A década de 1990 caracterizou-se
pela ampliação da cobertura de saneamento, sem modificação estrutural. Em 1991,
a Câmara Federal inicia os debates com a tramitação do PLC 199, o qual dispunha
sobre a Política Nacional de Saneamento e seus instrumentos. Este projeto deu
origem em 2007, à atual Lei do Saneamento, a Lei nº 11.445/2007.
Neste contexto de efetivação da
norma brasileira relativa ao saneamento, há várias dificuldades relacionadas ao
uso da água na zona urbana, geralmente comuns em outros estados nacionais:
esgotamento e contaminação de fontes locais; altos custos da captação e
condução da água; conflitos gerados pelos interesses de diferentes usuários;
desperdícios; baixa ou nenhuma utilização do reúso de água; pouca consciência e
falta de cidadania ambiental.

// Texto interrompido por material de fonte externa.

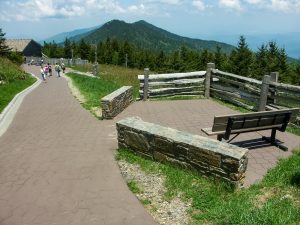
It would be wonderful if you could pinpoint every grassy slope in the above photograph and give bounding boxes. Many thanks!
[0,57,36,113]
[117,148,300,225]
[69,64,142,101]
[66,73,120,110]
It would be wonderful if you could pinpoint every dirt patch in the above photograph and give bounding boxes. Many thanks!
[91,106,102,118]
[118,160,191,225]
[63,74,86,103]
[254,188,277,208]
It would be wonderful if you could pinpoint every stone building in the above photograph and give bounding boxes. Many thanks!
[5,39,42,57]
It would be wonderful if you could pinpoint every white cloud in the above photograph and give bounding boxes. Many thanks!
[219,0,243,11]
[245,0,263,4]
[146,0,182,5]
[192,0,206,11]
[270,0,290,12]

São problemas que a gestão do saneamento deve
enfrentar, no âmbito da administração pública. Faz-se necessário ressaltar que
o uso da água corresponde à mobilização de uma determinada quantidade de água
para um certo fim.
Atualmente a demanda de água
retirada dos corpos d’água para fins de saneamento e consumo (vazão de retirada)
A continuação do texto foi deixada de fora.